As more people are using modern electronic devices such as video games, cell phones, and PDA’s such as Blackberries, more people are hurting from them. Since these devices are relatively new to us and constantly changing, we are all learning that over-using them can cause physical problems. This issue was first noticed with earlier video games, and often unofficially called “Nintendonitis”, “Tetwrist” or just “Gamer’s Thumb”. With an estimated 2.5 million current users, “Blackberry Thumb” is becoming a more common complaint today.

Our joints, muscles, and tendons are designed for certain limited movements. The small jabs, strokes and pushes that we use with massive repetition when scrolling or typing on handheld devices requires high force, repetition and awkward positioning of the fingers, thumbs, hands and wrists. The thumbs, in particular, are meant for gripping and are considered the least-dextrous digits. When they are used to type long emails on a Blackberry all day, they are being overused. This can cause repetitive-strain and overuse injuries that result in inflammation, numbness and pain.

As devices get smaller, more portable and convenient, and thus more popular, here are some tips to help you prevent injuries:

  • To help reduce the risk of injury, warm up the muscles you’ll be using in the thumbs, hands, wrists and arms with gentle, controlled stretching.
  • Use a neutral, light grip when holding the device. Keep your wrist straight, not bent in either direction.
  • Don’t overdo it. Avoid overuse by taking a break every few minutes. Switch the hand or fingers you are using frequently instead of using the same finger or thumb to type, tap or scroll.
  • On a PDA, write fewer and shorter messages. Learn to abbreviate your responses.
  • Watch your posture. People are often unaware that they are slouching or leaning awkwardly while focusing on their device.
  • Sit comfortably, with your chair supporting your back and your feet resting on the floor. Your arms should be supported, and it is a good idea to support the device with a pillow in your lap or on a desk to avoid straining your neck to look downwards.

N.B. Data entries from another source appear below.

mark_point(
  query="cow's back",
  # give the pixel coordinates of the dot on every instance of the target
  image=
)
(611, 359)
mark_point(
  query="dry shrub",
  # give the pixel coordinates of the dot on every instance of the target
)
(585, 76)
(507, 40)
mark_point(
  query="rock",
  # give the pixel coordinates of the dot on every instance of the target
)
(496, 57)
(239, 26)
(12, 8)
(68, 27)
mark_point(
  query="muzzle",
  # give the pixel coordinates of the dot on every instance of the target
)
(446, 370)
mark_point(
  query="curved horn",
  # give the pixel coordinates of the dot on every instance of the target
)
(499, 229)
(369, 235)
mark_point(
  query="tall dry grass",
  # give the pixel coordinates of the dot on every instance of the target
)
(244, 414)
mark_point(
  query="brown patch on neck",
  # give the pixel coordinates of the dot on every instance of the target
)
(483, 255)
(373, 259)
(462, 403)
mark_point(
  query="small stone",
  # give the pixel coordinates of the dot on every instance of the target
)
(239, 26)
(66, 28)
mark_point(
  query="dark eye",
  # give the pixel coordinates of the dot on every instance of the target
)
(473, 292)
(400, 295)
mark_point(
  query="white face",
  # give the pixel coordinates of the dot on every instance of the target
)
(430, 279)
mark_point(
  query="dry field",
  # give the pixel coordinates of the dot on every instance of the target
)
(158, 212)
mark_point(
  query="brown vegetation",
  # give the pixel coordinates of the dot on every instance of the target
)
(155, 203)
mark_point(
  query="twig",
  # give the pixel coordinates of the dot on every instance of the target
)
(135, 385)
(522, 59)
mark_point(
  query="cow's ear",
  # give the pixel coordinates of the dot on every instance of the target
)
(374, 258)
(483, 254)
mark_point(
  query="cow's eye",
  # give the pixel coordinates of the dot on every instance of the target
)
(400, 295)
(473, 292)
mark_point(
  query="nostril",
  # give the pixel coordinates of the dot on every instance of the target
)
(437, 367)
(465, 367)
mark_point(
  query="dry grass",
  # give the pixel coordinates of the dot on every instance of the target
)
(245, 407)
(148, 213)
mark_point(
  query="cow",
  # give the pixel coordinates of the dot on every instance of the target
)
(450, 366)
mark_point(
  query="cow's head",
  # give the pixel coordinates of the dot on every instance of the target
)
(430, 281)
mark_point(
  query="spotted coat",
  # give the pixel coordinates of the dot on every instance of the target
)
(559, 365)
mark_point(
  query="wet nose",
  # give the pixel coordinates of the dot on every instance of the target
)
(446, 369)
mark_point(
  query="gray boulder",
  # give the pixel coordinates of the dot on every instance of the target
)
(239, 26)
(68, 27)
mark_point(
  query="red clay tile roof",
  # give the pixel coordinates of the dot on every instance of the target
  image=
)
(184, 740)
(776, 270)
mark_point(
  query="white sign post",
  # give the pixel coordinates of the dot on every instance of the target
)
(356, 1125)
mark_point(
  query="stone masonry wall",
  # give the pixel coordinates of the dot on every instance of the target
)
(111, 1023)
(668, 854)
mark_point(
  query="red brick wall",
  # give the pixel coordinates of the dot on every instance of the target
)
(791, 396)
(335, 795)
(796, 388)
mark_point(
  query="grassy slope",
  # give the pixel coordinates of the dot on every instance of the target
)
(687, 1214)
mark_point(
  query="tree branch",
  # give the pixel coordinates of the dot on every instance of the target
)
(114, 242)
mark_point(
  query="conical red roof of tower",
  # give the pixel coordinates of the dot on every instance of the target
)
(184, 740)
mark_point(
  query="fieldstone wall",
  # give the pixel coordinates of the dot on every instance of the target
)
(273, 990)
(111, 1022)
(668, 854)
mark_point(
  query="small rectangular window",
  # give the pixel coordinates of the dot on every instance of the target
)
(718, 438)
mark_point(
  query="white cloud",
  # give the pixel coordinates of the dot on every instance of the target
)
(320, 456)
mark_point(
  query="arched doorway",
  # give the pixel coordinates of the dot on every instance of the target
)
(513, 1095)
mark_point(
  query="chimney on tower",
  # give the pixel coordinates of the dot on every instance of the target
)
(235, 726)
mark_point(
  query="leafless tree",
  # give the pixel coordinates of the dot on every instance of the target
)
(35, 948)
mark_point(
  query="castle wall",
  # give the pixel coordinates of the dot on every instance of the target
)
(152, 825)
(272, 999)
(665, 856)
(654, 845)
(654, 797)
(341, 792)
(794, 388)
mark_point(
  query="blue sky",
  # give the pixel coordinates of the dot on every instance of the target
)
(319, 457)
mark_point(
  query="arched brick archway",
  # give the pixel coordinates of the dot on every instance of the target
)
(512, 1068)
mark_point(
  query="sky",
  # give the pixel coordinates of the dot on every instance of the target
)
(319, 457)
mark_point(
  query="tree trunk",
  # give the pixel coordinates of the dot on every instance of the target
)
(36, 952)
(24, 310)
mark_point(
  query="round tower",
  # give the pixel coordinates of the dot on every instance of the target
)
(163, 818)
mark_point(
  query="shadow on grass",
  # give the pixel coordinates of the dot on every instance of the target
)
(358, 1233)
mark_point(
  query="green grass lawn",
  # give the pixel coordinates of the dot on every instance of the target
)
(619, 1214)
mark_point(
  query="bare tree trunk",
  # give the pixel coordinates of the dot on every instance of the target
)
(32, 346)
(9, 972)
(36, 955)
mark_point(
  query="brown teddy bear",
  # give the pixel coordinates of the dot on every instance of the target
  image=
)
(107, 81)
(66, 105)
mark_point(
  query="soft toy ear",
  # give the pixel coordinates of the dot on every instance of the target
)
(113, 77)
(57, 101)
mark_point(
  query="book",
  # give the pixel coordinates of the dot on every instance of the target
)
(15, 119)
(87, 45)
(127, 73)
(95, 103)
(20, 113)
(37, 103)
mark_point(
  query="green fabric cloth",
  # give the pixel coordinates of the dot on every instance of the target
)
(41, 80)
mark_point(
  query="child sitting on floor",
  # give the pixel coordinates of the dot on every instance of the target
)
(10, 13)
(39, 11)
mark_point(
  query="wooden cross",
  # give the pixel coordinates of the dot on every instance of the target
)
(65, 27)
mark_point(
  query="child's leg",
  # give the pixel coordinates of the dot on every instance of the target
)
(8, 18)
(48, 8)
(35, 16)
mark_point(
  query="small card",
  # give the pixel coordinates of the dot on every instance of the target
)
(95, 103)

If you do experience any pain or discomfort, stop using your device. While most of these injuries can be treated if they are persistent or worsening, you can help yourself initially with the common RICE method: Rest, Ice, Compression and Elevation. As always, your best treatment is prevention; use your devices selectively and consciously and listen to your body when it is telling you something is wrong. Remember the rule of thumb: don’t overuse it!